ClearTK / cleartk

Machine learning components for Apache UIMA
http://cleartk.github.io/cleartk/
Other
129 stars 58 forks source link

Introduction documentation feedback #37

Closed bethard closed 9 years ago

bethard commented 9 years ago

Original issue 38 created by ClearTK on 2009-01-30T22:06:22.000Z:

I received the following feedback from a developer new to UIMA, NLP, and machine learning - though otherwise very sharp. I think it would be worthwhile to address all of the points that he makes.

<begin-message> I looked at the wiki earlier and was a bit overwhelmed and abandoned it as my first source of information. After a short conversation with Kevin, it makes a bit more sense, but I think it would benefit from a paragraph or two of introduction. I may be on the edge of the expected audience, but following are some questions I have after looking at the main page and the main wiki page. A better introduction on googleCode may not answer them all.

BTW, Do we have a book in the lab library that introduces machine learning in the context of NLP? I've read Jackson and Moulinier.

http://code.google.com/p/cleartk/

"...feature extraction library" ...like what? POS, named entity, misc relationships?

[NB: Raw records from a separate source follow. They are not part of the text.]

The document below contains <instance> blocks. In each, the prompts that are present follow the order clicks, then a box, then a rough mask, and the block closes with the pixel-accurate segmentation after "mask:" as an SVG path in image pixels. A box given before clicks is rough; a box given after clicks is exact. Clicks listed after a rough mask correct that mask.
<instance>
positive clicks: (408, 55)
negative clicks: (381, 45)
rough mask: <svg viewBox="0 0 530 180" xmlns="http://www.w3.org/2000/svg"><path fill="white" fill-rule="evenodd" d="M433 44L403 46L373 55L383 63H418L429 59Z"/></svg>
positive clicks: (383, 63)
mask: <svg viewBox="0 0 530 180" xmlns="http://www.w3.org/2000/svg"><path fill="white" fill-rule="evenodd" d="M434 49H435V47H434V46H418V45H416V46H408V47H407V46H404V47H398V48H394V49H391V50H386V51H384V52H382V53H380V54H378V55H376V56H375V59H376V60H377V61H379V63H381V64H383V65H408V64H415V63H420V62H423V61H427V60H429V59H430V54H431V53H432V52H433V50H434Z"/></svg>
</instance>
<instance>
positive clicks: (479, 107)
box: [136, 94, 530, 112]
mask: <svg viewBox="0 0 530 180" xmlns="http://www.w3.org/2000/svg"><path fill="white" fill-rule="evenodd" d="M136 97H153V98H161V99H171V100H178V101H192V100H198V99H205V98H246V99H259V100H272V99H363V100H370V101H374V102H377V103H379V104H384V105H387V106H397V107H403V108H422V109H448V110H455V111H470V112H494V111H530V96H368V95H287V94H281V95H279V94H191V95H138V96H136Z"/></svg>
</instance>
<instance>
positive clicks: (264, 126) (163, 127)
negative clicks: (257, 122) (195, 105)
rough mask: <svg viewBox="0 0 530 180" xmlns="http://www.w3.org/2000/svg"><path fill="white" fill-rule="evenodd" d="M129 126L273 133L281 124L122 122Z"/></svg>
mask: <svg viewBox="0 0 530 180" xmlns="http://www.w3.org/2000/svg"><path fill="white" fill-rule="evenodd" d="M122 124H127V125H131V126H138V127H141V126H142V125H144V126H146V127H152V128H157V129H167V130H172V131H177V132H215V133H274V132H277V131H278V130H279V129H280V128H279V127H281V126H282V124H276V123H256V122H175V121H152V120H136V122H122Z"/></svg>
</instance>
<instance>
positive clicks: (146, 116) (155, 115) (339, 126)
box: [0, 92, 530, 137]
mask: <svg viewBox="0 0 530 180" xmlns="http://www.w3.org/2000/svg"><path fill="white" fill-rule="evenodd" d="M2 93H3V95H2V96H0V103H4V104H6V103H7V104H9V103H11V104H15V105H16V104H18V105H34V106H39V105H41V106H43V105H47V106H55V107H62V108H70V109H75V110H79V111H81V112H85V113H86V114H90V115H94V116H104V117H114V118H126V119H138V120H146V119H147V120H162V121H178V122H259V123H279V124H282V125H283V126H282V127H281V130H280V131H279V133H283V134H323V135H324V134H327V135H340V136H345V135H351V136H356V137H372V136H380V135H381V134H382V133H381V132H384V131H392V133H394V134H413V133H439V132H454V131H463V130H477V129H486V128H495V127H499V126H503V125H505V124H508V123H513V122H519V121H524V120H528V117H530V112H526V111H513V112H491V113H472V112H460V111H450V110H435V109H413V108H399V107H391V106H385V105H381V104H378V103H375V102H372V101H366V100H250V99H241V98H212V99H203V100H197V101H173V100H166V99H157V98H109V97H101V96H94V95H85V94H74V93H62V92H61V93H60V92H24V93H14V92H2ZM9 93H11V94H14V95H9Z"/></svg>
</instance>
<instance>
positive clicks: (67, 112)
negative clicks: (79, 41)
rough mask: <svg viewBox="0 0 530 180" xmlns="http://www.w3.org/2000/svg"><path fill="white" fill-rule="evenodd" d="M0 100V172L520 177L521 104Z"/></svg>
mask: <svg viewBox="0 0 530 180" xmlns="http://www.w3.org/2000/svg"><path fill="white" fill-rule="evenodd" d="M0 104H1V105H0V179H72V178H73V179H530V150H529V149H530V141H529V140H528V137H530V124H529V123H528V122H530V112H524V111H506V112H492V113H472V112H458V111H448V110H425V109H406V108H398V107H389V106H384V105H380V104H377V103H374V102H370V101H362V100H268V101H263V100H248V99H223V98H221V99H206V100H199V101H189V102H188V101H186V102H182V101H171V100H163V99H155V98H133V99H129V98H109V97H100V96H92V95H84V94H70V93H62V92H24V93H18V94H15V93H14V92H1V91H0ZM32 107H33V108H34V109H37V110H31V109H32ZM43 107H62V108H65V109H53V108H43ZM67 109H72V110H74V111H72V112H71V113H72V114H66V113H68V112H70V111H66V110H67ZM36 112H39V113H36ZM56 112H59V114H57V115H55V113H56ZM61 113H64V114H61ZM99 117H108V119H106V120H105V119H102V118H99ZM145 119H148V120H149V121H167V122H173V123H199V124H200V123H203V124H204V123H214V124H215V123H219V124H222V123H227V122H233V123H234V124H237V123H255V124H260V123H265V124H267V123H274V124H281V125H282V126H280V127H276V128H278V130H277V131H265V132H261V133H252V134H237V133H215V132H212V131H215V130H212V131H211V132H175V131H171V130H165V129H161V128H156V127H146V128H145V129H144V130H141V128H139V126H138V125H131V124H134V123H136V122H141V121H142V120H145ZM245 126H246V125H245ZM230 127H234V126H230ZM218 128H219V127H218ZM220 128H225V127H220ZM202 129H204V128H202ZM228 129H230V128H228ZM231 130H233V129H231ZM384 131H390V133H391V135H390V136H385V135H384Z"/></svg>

" ...wrappers..." UIMA wrappers? I'd like to learn more about maximum entropy, support vector machines and conditional random fields, but wouldn't expect that from a ClearTK intro.

...also sequential taggers, chunkers, role labelling and temporal resolution.

 http://code.google.com/p/cleartk/w/list

-What's the Maxent classifier and how is it different than the POS tagger?

-What's a chunk tokenizer and how is that different from other kinds of tokenizers.

bethard commented 9 years ago

Comment #1 originally posted by ClearTK on 2009-02-06T18:53:37.000Z:

<empty>

bethard commented 9 years ago

Comment #2 originally posted by ClearTK on 2009-02-07T03:46:04.000Z:

I have not gone through this message carefully to make sure each point is thoroughly addressed. However, I think the ConceptualOverview wiki page does a reasonably good job of addressing the main issues raised here. Please see the wiki.